Surgery is usually followed by radiation, chemotherapy, or endocrine therapy to eradicate all remnants of cancer. Having fewer complications after surgery means that you can start your other therapies sooner, making it more likely that you achieve remission.
Movement soon after surgery helps reduce postoperative fatigue, constipation, and sleep disruption, all factors that can slow the healing process.
Exercise after surgery is a great way to regain your strength and improve your health, but it must be approached with care. Everyone’s recovery timeline is different, so you should work with your surgeon and rehabilitation team to plan your exercise regime. Here are some general guidelines to keep in mind for activity after surgery:
Start slow, and listen to your body by honoring mobility restrictions and reduced energy levels.

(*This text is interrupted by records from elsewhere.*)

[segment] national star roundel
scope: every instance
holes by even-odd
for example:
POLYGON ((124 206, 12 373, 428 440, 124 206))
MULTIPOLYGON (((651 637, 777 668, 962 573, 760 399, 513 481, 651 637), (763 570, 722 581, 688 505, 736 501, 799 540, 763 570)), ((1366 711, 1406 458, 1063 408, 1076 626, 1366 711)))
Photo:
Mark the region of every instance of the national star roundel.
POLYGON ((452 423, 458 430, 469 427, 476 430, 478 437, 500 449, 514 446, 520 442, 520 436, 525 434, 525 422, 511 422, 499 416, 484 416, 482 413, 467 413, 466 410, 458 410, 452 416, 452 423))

Protect your incision and surgical area. You should not incorporate any movements that strain the healing site until cleared by your care team. Keep the area clean, dry, and be sure to monitor for any changes like redness, drainage, or swelling. Working on your posture and some gentle shoulder and chest mobility work will help prevent tightness in the healing tissue.
Notify your team right away if you’re experiencing lasting swelling in the arm or chest.
Don’t push through pain and fatigue.
Stay connected to your rehabilitation team to ensure your exercises are safe and you are recovering normally.
Movement as Medicine for Remission that Lasts
For all of the reasons listed above, movement is a long term investment in your remission, resilience, and quality of life. The same mechanisms that help you heal faster also play a role in keeping cancer from returning.
Research consistently shows that women who maintain regular physical activity after breast cancer treatment have lower risk of recurrence and longer overall survival compared to those who are inactive. Exercise helps regulate the hormones and metabolic pathways linked to tumor growth, keeps body fat and insulin levels in check, and strengthens immune surveillance, the body’s natural ability to detect and eliminate abnormal cells before they can take hold. The key is consistency.
At Reunion Rehabilitation Hospital, our therapists understand that recovery doesn’t end when treatment does. Through guided, individualized exercise programs, we help survivors restore their strength, prevent complications like lymphedema, and build habits that support lifelong wellness.